FasterTransformer icon indicating copy to clipboard operation
FasterTransformer copied to clipboard

Converting t5-3b plus size model to tensorrt

Open chessgecko opened this issue 3 years ago • 4 comments

Description

Hello,

Everything works as expected for t5-large, but t5-3b ooms while building the engine. (using the code in the readme)

The network itself only consumes: 6448MiB / 15109MiB

I tried setting the workspace size really low and freeing the memory from the original plugins, but it didn't seem to help. Any advice would be appreciated.

Reproduced Steps

docker image: 22.05-py3

python ../examples/tensorrt/t5/extractT5ModelToBIN.py # get T5Model weight for test (need Internet)

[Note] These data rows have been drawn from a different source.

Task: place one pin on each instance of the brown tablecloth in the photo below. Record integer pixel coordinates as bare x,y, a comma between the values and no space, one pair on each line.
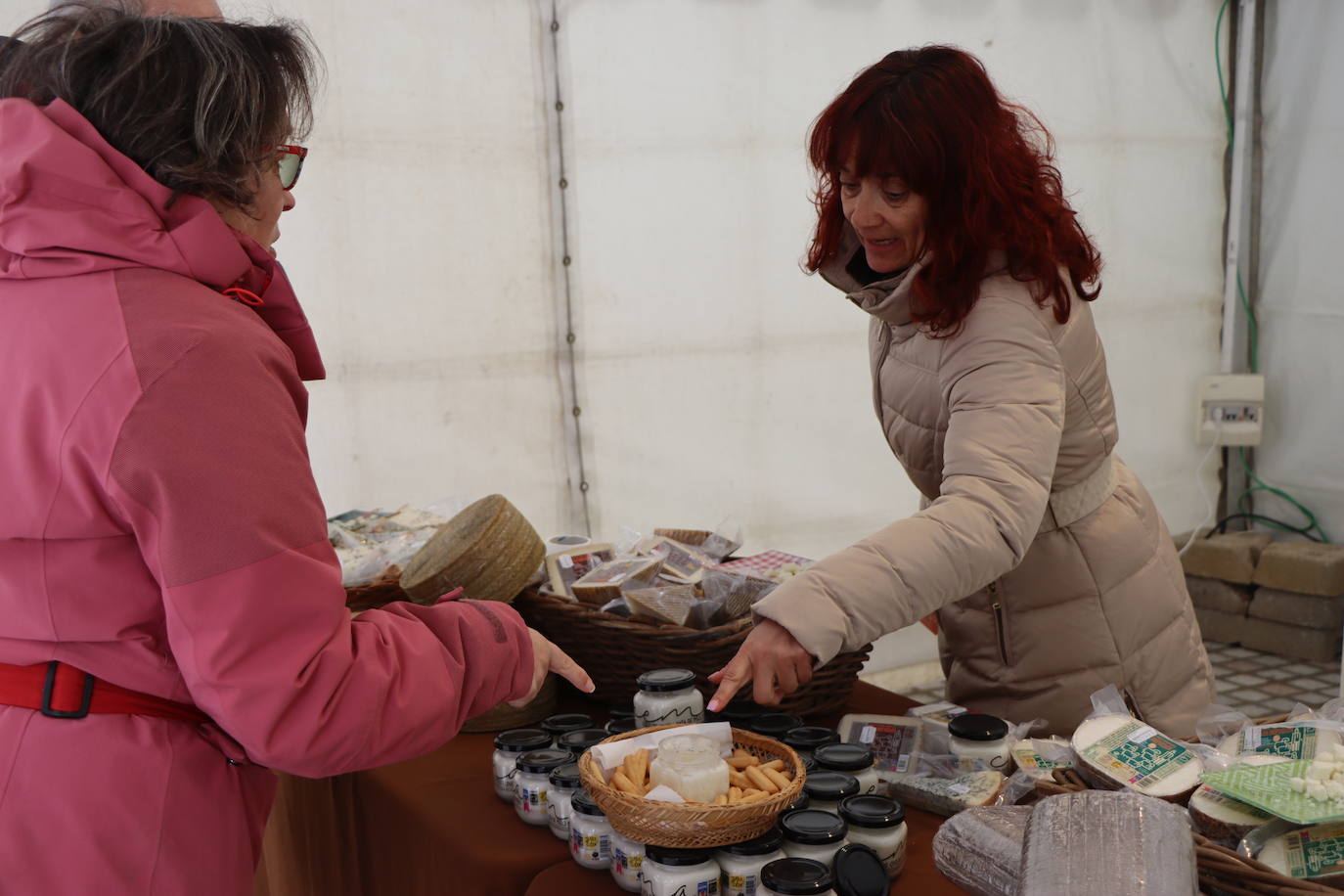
434,827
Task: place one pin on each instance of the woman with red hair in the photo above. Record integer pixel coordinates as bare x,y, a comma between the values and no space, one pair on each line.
1046,567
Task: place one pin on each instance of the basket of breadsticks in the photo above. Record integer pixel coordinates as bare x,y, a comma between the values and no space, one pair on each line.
639,778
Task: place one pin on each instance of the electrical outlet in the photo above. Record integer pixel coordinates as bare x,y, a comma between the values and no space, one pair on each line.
1232,410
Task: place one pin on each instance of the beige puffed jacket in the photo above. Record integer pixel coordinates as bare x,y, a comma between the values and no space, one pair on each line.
1048,563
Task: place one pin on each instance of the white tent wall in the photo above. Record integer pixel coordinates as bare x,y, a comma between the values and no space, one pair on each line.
717,381
1301,317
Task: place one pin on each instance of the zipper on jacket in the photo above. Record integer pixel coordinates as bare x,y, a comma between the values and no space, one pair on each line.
999,623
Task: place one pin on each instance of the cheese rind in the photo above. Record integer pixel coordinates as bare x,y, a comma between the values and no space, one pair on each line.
946,795
1121,751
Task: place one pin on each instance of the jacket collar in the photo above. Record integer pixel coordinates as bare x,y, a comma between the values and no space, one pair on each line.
71,204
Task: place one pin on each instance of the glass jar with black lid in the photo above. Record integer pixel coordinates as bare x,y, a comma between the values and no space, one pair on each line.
854,759
742,863
509,747
796,877
826,788
805,739
877,823
812,833
671,872
563,723
775,724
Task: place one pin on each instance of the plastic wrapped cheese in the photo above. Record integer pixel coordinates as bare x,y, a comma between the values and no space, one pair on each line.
1121,751
1316,853
980,849
1113,842
946,795
1222,819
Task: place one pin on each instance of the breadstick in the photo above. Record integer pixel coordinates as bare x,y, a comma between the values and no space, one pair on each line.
776,778
759,781
621,782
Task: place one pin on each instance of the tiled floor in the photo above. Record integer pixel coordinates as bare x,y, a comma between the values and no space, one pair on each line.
1258,684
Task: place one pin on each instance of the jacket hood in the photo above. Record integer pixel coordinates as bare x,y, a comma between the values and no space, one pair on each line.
71,204
887,298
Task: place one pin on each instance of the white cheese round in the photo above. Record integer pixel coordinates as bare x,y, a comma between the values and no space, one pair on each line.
1138,756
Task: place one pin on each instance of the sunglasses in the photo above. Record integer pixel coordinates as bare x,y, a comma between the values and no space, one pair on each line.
291,162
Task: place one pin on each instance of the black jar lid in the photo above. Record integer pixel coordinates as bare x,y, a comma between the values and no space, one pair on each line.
773,724
560,723
977,726
543,762
665,680
830,786
813,828
872,810
521,740
584,805
676,857
859,872
579,740
811,737
762,845
843,756
566,776
621,726
796,876
739,712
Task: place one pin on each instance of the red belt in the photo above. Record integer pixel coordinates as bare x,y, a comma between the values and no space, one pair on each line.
64,692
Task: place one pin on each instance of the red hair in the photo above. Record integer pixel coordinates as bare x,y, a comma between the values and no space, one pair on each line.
985,168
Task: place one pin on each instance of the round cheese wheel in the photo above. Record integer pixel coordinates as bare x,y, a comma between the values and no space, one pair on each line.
1131,754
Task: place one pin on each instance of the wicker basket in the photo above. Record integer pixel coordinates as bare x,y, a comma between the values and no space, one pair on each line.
695,827
1221,870
615,651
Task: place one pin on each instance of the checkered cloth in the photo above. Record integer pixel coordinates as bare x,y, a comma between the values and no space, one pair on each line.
761,563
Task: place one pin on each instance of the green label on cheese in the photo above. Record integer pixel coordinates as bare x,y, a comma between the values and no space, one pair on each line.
1316,852
1290,741
1139,755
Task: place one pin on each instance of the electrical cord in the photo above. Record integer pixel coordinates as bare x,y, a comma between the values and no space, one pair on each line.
1253,341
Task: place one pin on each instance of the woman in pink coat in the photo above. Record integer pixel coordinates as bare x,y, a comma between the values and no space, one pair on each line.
172,623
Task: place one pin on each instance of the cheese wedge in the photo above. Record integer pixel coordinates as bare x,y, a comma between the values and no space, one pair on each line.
1124,752
946,795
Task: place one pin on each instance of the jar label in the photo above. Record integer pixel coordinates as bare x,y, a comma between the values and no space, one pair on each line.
590,846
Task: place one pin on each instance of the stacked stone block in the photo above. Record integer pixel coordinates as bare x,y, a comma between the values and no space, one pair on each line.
1285,598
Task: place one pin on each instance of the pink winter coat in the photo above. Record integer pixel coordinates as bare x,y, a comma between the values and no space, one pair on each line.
160,529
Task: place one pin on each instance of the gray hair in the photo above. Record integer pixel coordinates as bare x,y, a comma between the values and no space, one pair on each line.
197,103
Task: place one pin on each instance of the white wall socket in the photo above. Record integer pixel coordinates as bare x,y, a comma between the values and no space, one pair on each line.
1232,409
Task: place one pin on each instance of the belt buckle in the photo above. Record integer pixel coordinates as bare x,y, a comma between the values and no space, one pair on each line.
50,686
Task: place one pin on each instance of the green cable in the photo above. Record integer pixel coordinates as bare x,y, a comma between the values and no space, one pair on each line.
1251,324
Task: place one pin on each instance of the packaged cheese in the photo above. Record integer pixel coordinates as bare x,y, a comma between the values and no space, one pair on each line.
566,565
1286,740
1316,853
1121,751
946,795
609,580
1118,844
980,849
894,740
680,561
663,604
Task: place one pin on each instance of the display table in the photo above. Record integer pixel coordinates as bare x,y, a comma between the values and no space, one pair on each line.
434,827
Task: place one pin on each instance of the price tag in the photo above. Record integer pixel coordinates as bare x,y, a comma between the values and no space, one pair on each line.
1142,734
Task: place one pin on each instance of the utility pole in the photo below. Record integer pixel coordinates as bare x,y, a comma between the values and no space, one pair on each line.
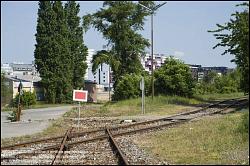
152,12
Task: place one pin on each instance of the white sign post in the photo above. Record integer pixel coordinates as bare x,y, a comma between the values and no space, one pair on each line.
80,95
142,96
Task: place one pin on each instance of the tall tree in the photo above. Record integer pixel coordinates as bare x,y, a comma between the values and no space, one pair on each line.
63,58
237,41
52,53
78,51
44,54
119,22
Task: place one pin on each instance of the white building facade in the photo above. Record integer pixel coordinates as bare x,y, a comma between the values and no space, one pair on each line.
102,76
158,61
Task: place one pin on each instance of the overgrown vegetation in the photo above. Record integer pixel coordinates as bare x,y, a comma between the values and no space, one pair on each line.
174,78
6,91
26,99
234,36
211,140
244,124
59,51
214,83
119,22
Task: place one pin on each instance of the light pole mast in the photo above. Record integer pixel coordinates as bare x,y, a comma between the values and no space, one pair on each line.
152,56
152,11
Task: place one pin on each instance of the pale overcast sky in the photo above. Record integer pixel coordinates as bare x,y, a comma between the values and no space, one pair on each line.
180,29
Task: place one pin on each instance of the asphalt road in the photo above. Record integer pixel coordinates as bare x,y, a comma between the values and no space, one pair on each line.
32,121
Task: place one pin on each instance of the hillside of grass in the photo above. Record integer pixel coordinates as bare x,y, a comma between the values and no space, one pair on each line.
161,105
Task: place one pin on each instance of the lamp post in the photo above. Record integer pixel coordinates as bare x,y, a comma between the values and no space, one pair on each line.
152,11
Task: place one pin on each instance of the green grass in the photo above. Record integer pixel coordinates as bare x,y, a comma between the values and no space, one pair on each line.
212,140
161,105
40,104
218,96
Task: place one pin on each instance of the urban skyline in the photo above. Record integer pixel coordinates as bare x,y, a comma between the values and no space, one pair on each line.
174,25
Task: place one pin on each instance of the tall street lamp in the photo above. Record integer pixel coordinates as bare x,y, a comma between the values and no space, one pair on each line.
152,12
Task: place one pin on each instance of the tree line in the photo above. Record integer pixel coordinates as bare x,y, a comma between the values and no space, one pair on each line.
60,53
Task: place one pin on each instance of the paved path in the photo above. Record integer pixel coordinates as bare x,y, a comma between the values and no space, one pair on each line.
32,121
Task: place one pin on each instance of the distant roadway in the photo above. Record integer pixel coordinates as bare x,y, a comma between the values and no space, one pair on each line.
32,121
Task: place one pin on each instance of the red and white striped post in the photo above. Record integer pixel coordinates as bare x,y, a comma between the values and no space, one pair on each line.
80,96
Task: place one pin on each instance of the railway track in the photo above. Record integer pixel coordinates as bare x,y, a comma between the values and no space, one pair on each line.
57,146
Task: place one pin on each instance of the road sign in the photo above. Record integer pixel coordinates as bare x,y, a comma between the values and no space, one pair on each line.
80,95
142,84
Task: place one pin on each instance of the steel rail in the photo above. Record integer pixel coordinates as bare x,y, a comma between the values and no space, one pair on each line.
122,159
123,133
62,148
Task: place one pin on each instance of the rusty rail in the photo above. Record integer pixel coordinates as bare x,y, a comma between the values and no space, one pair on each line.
62,148
122,159
176,121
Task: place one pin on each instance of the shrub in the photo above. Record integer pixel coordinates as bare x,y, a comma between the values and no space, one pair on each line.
26,99
174,78
129,87
244,125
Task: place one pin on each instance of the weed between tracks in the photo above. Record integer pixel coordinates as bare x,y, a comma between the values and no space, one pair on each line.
212,140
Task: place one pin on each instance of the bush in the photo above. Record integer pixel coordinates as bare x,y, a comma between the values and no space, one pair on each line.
244,125
174,78
129,87
26,99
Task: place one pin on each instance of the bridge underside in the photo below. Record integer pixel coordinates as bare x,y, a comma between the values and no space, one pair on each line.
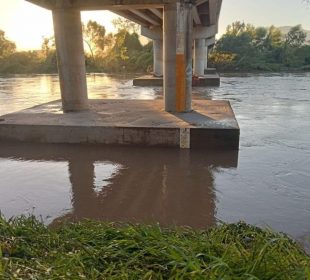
174,26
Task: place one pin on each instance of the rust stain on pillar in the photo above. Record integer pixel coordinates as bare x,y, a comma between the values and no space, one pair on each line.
180,82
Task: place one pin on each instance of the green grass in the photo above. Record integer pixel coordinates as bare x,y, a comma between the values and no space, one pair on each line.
94,250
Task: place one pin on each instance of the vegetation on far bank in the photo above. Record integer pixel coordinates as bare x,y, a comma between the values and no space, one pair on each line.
243,47
105,52
96,250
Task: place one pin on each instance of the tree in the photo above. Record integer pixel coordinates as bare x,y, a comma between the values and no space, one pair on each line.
7,47
296,37
94,37
121,23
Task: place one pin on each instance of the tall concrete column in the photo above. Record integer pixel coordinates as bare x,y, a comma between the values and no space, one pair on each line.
70,59
158,58
199,57
177,35
206,57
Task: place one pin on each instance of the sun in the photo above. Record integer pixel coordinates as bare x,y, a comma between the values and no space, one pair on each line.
26,24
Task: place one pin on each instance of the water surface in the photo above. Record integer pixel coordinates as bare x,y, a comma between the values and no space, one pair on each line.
267,183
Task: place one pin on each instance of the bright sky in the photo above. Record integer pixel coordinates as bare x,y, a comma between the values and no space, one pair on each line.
26,24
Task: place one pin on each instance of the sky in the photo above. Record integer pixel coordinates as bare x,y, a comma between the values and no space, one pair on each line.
26,24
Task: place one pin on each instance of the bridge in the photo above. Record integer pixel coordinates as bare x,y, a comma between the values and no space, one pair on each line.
174,26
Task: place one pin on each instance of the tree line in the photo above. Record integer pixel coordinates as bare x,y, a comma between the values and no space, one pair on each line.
104,52
245,47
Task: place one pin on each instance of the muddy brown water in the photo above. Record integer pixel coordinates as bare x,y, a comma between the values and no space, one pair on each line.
266,183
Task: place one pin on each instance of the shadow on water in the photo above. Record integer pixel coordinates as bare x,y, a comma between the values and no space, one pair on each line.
149,185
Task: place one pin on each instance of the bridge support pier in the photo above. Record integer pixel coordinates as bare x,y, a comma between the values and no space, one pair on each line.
158,58
206,57
177,34
70,59
199,57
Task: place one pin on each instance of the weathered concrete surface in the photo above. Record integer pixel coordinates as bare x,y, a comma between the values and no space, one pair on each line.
211,125
212,79
210,71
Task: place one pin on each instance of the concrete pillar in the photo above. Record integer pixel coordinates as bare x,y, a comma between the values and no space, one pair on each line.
158,58
206,57
70,59
199,57
177,35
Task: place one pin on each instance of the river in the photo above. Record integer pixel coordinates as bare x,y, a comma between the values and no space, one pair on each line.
267,183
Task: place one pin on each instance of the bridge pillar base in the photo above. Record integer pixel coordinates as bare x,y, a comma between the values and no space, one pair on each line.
158,58
199,57
70,59
177,35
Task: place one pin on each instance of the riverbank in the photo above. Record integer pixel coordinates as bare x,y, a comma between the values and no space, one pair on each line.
96,250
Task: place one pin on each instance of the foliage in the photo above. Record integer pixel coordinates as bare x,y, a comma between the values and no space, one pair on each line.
246,47
117,52
6,47
121,23
96,250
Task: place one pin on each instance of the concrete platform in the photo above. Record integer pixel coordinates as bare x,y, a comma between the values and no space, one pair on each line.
212,124
210,71
212,79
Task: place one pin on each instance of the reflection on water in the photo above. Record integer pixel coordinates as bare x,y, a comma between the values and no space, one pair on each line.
270,185
18,92
112,183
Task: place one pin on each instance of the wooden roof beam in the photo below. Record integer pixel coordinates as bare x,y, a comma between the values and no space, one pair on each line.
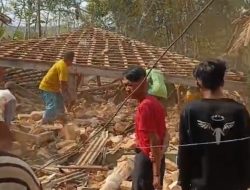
124,59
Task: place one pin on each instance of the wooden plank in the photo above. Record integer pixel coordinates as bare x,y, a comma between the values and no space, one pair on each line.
30,138
116,73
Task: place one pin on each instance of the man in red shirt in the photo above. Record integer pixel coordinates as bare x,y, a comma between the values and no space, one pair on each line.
150,132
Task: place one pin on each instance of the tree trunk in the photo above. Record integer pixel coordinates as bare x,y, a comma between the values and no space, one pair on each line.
39,18
19,23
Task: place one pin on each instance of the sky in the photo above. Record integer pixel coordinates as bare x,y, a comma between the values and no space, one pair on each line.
15,21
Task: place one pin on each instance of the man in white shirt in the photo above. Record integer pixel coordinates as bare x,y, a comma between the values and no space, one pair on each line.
7,103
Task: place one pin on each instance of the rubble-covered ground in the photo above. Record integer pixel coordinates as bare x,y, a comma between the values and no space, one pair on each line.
86,152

CUDA_VISIBLE_DEVICES=0 python ../examples/tensorrt/t5/testT5Plugin.py \
        --batch_size 1 \
        --beam_width 4 \
        --max_seq_len 16 \
        --data_type fp16 \
        --sampling_topk 1 \
        --model t5-3b

chessgecko avatar Jun 16 '22 00:06 chessgecko

I see you set data_type to fp32, which requires 12 GB to store the model. In such case, bs 32 + beam width 4 + sequence length 128 may be too large.

byshiue avatar Jun 16 '22 00:06 byshiue

Sorry that was pasted from the readme I did use fp16, updated the issue

chessgecko avatar Jun 16 '22 00:06 chessgecko

This is caused by loading the weights in the plugin constructor. Because TensorRT will clone multiple plugins during building engines, we load the weights multiple times now.

We will fix this bug in next release.

byshiue avatar Jun 16 '22 03:06 byshiue

Appreciate the update.

Also can't thank you enough for this repo, it's already added so much value for us.

chessgecko avatar Jun 16 '22 18:06 chessgecko

Appreciate the update.

Also can't thank you enough for this repo, it's already added so much value for us.

@chessgecko The issue is fixed in latest release. Thank you for the feedback.

byshiue avatar Aug 16 '22 03:08 byshiue

Close this bug because it is inactivated. Feel free to re-open this issue if you still have any problem.

byshiue avatar Sep 08 '22 07:09 byshiue